Mittels eines Therapiestäbchens werden schmerzempfindliche Punkte im Ohr lokalisiert, die mit entsprechenden Stellen im Körper korrespondieren. Auf die Punkte werden Pflaster geklebt, die mit „Bochshornkleesamen“ gefüllt sind. Die Punkte werden über längere Zeit stimuliert. Durch Drücken der einzelnen Ohr-Punkte können Schmerzlinderung sowie Aktivierung und Beruhigung der den Punkten zugeordneten Organe bzw. Körperbereiche erreicht werden.
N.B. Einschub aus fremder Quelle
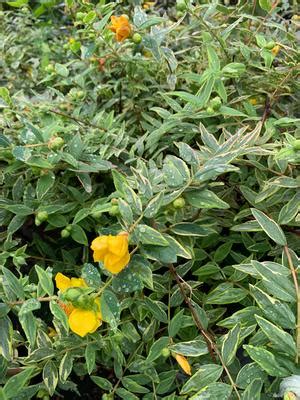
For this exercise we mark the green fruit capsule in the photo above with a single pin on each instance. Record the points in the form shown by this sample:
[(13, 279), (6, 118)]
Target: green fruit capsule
[(64, 233), (165, 352), (37, 221), (216, 103), (270, 45), (136, 38), (56, 143), (296, 144), (179, 203), (114, 210), (42, 216)]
Die Ohrakupressur/Ohrakupunktur ist keine Erfindung der Chinesen; sie entstand in Europa (Frankreich). Sie wurde im Jahre 1957 von Dr. med. Paul Nogier aus Lyon veröffentlicht. Er hatte sie entdeckt und über Jahre weiterentwickelt. Dr. med. Paul Nogier hat ebenso die verschiedenen Möglichkeiten, die Ohrmuschel-Akupunkturpunkte zu beeinflussen, erarbeitet.

Einige wichtige Indikationsgebiete

  • Akute und chronische Schmerzen im Bewegungsapparat
  • Suchtbehandlung (Essstörungen, Rauchen, Alkohol)
  • Anregung der Entgiftungsfunktionen
  • Allergien
  • allgemein psychisch ausgleichend und aufhellend

oder als Ergänzung zu allen anderen Massage-Techniken angewendet werden.